Publié le 17 septembre 2025 à 16:48, modifié le 17 septembre 2025 à 16:48

Par: Laurie-Anne Stevenson

Chaque année, des étudiants de partout au Canada quittent leur province pour aller vivre un échange linguistique et culturel de quelques semaines dans le cadre du programme Explore. Le Bas-Saint-Laurent a encore cet été, accueilli certains d’entre eux pour leur séjour d’immersion française.

350 jeunes étaient à La Pocatière, cet été, pour apprendre le français. L’école d’immersion française du collège Saint-Anne-de-la-Pocatière, qui les a accueillis, connaît une nouvelle ère.

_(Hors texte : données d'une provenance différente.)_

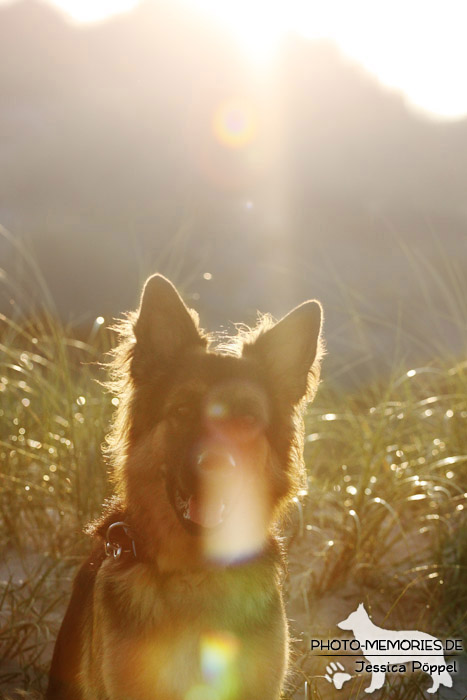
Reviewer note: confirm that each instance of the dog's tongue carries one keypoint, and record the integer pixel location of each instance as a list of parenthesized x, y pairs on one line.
[(206, 512)]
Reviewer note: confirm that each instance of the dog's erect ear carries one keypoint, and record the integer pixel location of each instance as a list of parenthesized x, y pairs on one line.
[(289, 349), (164, 326)]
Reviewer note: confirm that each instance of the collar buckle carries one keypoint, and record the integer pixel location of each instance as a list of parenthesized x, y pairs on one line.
[(115, 543)]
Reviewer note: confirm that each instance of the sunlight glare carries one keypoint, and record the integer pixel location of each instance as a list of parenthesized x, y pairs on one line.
[(417, 47), (93, 10)]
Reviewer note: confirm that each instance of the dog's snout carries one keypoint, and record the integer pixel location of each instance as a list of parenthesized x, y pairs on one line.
[(214, 460)]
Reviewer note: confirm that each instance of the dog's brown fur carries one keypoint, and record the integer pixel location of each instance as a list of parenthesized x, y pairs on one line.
[(199, 436)]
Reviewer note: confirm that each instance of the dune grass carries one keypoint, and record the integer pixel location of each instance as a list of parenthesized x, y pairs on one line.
[(383, 521)]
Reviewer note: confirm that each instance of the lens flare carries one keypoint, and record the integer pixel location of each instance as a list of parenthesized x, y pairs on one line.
[(219, 651), (235, 123)]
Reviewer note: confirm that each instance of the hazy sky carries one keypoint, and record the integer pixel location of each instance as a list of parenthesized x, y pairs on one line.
[(415, 46)]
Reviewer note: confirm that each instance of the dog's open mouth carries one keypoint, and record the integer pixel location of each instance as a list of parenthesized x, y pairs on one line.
[(205, 510)]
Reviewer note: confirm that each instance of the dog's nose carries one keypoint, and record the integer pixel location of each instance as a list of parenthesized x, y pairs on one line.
[(214, 460)]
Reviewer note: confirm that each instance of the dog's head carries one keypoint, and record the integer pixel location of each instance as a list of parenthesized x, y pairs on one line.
[(208, 443)]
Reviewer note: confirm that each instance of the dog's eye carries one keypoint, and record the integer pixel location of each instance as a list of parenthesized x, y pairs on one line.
[(248, 421)]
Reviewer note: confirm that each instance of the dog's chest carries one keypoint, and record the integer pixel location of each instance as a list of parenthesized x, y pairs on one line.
[(184, 631)]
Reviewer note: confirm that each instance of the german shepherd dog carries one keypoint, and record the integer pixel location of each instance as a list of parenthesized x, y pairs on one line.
[(181, 597)]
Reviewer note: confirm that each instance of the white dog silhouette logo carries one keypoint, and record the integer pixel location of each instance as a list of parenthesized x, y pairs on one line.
[(409, 645)]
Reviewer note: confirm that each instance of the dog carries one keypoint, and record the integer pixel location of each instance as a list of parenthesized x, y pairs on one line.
[(181, 597), (369, 635)]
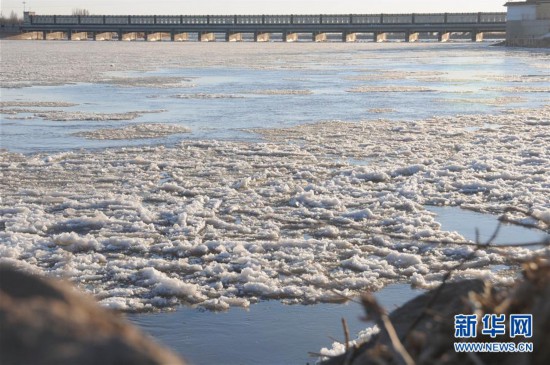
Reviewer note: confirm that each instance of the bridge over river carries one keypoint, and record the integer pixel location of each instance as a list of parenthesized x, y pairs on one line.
[(262, 28)]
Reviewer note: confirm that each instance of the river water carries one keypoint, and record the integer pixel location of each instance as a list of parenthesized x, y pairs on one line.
[(252, 189)]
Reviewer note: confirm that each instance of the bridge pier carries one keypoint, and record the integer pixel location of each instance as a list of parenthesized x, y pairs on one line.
[(443, 36), (349, 37), (261, 37), (181, 37), (319, 37), (157, 36), (233, 37), (54, 36), (411, 36), (477, 36), (207, 37), (290, 37), (105, 36), (132, 36), (380, 37), (30, 36), (80, 36)]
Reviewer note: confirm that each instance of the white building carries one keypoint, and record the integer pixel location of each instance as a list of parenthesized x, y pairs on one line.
[(528, 23)]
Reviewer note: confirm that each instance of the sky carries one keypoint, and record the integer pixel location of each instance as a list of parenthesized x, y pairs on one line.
[(222, 7)]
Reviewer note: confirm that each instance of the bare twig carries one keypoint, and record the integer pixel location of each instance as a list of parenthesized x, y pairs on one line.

« Là, on est capable de prendre un nouvel envol, parce que maintenant, on est responsable de notre propre programme Explore. Autrefois, c’était en partenariat avec le l’université de l’Alberta. Maintenant on peut faire affaire directement avec le ministère de l’Enseignement supérieur du Québec. », explique Samuel Gagnon, qui est directeur au développement des affaires et directeur adjoint de l’école d’immersion française au Collège de Sainte-Anne-de-la-Pocatière.

« Ça va faire en sorte que notre programme va rester à La Pocatière encore pendant plusieurs années. », ajoute Stéphane Lemelin, le directeur général de l’école d’immersion française du Collège de Sainte-Anne-de-la-Pocatière.

Le Collège a également conclu une entente avec le ministère de l’Éducation de Terre-Neuve et labrador permettant ainsi à 27 étudiants de cette province, de se joindre au programme Explore.

« Pour pouvoir avoir encore d’autres jeunes et faire profiter ces jeunes là, anglophones de notre milieu qui est tellement incroyable pour apprendre le français, parce qu’on a la chance de vivre dans la circonscription la plus francophone au Canada. », déclare Samuel Gagnon.

Ce milieu, qui est souvent plus rural que les villes d’origine des participants, est en demande.

« Parce que, câline, il nous manque de place, il nous manque des lits. C’est ce qui nous limite présentement.», affirme Samuel Gagnon.

Afin de faire découvrir la région à encore plus d’étudiants, le Collège prévoit accueillir deux cohortes, sur deux périodes l’été prochain, totalisant 550 jeunes. De son côté, l’école de langue de Trois-Pistoles, qui avait suspendu ses activités en 2024, après 90 ans de partenariat avec l’Université Western, pourrait renaître. Une relance est toujours prévue à l’été 2026, cette fois, en collaboration avec l’Université du Québec à Rimouski.

« Voilà, on va recommencer. Ça va être une session à l’été en 2026, c’est ça que l’on travaille. Donc, entre 45 et 60 étudiants et puis, pour les années à venir, si tout va bien, on va revenir avec deux sessions de cinq semaines comme on avait l’habitude de recevoir à Trois-Pistoles. », déclare le maire de Trois-Pistoles, Philippe Guilbert.

Selon le maire, il reste encore quelques étapes administratives à franchir pour l’UQAR, avant de confirmer la mise en place du projet-pilote de 3 ans.